High turnover can be a difficult pain point for many organizations. Retaining talent is imperative to the success of the business but even more so, turnover is detrimental. For one, turnover is very expensive. According to a study by Gallup, employee replacement can cost up to 150% of that employee’s salary. This includes the cost of hiring and on boarding, the loss of productivity and other effects on the business. And the truth is, the problem is much worse, because quitting can create a chain reaction of turnover. We have all seen it where one employee leaves and soon after other employees are making the same decision and this ripple effect can be difficult to deal with. So why does it happen and what can you do about it?
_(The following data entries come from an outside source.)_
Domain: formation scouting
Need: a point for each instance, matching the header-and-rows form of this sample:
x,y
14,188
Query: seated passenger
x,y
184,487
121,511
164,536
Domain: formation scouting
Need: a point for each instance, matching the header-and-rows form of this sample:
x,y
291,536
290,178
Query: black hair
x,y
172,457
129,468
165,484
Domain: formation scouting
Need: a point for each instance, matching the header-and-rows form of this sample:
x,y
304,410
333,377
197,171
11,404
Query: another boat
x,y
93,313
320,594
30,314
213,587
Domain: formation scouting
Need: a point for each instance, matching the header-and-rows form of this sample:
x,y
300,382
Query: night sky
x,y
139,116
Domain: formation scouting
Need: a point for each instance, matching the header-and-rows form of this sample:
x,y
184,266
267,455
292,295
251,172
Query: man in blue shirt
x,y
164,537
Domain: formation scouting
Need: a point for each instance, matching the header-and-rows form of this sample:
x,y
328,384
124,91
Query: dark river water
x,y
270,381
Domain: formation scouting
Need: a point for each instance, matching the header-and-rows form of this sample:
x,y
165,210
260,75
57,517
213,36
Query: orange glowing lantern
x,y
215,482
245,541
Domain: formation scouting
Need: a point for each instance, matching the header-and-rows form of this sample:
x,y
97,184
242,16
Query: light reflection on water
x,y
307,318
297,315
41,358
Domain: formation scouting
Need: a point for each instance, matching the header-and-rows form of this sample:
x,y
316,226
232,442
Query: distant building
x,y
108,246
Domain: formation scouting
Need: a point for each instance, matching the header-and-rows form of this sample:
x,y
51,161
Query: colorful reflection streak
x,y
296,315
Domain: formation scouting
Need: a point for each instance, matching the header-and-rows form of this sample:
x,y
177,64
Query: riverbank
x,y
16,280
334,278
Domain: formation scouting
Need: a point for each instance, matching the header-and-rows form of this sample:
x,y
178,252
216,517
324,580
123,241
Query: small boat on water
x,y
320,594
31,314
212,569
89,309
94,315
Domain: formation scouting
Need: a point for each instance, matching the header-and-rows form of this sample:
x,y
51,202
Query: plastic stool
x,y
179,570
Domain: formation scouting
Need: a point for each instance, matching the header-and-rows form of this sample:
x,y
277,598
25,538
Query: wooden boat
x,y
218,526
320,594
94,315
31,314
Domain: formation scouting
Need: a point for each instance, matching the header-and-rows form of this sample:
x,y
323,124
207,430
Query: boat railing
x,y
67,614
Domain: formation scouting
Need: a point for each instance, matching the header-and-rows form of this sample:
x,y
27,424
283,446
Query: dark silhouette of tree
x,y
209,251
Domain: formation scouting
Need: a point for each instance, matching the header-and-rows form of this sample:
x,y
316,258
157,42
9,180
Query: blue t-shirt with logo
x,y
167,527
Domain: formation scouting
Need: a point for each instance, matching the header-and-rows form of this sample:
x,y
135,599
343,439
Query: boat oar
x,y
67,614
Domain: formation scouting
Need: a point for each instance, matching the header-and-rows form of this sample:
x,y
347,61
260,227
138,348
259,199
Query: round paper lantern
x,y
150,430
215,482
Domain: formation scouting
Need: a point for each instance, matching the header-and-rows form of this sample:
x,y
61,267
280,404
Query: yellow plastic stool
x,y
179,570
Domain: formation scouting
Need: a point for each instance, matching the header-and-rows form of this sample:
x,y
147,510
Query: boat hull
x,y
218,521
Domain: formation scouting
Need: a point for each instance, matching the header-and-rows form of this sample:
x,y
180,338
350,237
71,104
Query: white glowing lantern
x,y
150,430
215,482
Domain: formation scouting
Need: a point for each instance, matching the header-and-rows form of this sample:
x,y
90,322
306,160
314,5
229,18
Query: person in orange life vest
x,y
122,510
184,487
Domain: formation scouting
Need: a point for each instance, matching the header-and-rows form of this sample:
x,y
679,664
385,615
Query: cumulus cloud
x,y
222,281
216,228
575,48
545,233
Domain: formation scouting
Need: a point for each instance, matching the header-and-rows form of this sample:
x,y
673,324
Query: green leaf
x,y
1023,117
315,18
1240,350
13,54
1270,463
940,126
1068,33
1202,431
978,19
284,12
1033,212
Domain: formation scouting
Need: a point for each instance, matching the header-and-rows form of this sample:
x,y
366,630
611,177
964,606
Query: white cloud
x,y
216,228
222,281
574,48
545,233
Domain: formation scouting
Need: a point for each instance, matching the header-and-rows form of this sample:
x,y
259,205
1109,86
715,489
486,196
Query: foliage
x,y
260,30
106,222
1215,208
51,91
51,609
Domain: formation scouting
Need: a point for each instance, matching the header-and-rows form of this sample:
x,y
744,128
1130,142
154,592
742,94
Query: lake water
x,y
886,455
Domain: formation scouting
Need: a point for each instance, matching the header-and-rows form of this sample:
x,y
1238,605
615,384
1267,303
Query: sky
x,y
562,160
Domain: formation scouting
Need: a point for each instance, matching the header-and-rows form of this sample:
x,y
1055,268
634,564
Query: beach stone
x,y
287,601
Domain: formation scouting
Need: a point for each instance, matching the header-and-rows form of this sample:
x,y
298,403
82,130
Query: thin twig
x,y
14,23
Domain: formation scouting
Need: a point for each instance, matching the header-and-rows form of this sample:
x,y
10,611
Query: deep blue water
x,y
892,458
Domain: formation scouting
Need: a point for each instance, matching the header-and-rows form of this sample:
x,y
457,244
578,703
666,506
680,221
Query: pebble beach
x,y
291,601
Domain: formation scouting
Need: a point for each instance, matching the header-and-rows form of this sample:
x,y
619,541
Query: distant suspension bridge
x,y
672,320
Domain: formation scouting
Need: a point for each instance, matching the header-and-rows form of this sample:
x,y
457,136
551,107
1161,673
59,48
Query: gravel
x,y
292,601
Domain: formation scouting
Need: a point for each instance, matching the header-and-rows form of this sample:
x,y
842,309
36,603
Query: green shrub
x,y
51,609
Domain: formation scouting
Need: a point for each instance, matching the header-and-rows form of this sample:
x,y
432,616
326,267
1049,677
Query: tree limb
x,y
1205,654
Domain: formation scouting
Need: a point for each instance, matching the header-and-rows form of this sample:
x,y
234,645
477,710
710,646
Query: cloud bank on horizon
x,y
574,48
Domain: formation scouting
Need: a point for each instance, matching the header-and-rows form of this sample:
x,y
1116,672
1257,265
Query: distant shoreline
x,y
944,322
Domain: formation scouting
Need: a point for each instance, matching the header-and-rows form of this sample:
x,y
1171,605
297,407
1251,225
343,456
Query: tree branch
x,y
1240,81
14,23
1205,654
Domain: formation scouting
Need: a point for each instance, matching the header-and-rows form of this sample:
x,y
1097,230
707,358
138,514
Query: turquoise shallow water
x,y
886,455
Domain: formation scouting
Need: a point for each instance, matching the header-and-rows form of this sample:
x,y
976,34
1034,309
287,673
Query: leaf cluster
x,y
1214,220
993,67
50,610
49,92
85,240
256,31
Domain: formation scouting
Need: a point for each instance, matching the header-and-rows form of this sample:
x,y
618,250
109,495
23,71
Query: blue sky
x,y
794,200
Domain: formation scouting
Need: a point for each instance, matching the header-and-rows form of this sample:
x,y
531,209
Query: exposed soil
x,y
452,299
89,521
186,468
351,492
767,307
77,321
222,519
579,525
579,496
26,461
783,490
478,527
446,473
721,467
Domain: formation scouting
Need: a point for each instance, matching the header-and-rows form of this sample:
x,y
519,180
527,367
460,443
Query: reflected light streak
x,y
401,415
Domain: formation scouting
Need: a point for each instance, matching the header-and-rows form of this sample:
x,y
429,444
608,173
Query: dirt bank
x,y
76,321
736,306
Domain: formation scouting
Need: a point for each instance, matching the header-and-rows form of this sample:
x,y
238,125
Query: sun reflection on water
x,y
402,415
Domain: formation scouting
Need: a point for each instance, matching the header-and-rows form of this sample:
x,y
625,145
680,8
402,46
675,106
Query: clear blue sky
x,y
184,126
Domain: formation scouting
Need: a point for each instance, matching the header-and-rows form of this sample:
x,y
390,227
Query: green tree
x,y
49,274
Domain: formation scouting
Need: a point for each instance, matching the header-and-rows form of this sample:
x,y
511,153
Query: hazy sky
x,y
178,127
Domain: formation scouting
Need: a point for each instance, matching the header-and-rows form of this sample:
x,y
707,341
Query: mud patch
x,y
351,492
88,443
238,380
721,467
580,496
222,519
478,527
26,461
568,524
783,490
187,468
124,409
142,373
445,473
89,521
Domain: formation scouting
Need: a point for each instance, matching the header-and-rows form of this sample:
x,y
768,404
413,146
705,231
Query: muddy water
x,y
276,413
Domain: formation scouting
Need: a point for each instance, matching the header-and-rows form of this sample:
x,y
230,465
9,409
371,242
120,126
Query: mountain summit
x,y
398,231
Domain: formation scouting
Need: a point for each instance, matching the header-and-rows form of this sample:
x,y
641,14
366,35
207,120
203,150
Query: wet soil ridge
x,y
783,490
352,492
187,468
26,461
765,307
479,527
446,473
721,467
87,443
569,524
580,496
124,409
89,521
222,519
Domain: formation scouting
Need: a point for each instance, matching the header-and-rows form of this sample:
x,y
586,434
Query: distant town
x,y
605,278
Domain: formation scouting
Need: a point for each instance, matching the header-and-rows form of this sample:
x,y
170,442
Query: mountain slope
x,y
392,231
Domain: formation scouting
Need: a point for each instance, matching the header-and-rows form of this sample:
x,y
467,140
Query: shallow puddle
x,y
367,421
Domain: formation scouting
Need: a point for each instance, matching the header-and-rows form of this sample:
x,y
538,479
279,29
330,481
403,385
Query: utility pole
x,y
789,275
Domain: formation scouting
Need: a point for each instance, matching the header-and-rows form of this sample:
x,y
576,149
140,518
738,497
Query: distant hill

This is not something from a Sci Fi movie, but in fact a real phenomenon that scientists say can occur in the workplace. The same way people can catch a cold, people can catch the emotions and behaviors of those they work with. When one person is complaining, creating a negative environment, others tend to jump on that same train. So, when someone leaves, people begin to question their own job and future without even realizing it. If there are bigger systematic issues, they will start to examine those and may be pushed towards the same conclusion.
There are times where employees are completely disengaged with the big picture, but they are still highly productive. In some cases, they are working for one or two people that they align with. So, if one of those people leave, they realize their motivation went with it. This can cause the ripple effect on an entire team. Employees must be engaged and align with the organization, not just one or two people that they work with.
If multiple members of the same team start jumping ship at the same time, it may have to do with the leadership of that team. For example, an inexperienced manager on a team that is struggling to guide, motivate, and engage its employees may experience a large cluster of turnovers if not addressed.
So, what can you do to stop this domino effect from happening in your organization? When a company experiences significant turnover, realize that something is going on and it is the perfect opportunity to take a closer look and make improvements.
Engage your managers and your employees
There needs to be immediate damage control on the teams affected. Employee engagement happens from the top down. Make sure that managers are equipped to handle questions and concerns about the team members moving forward. It is important that after a critical resignation that there is transparency with the employees about a plan moving forward. Without that directness, employees will develop doubt and concern about the future.
Conduct Exit Interviews
It is critical for the future of your retention to have an exit interview. And not a one-page sheet the resigning employee completes, but a thorough and helpful exit interview. This is a candor opportunity for you to find out how your employees perceive their workplace. Take this process seriously and more importantly, put the information to work after.
Focus on Improvement
Accept that what you are doing isn't working. So, once the dust settles, take this opportunity to reevaluate your employee engagement and retention strategy. Ensure that you have a process and plan in place to ensure that this is not a reoccurring issue. Companies that are constantly in flux with employee turnover will have a hard time being successful.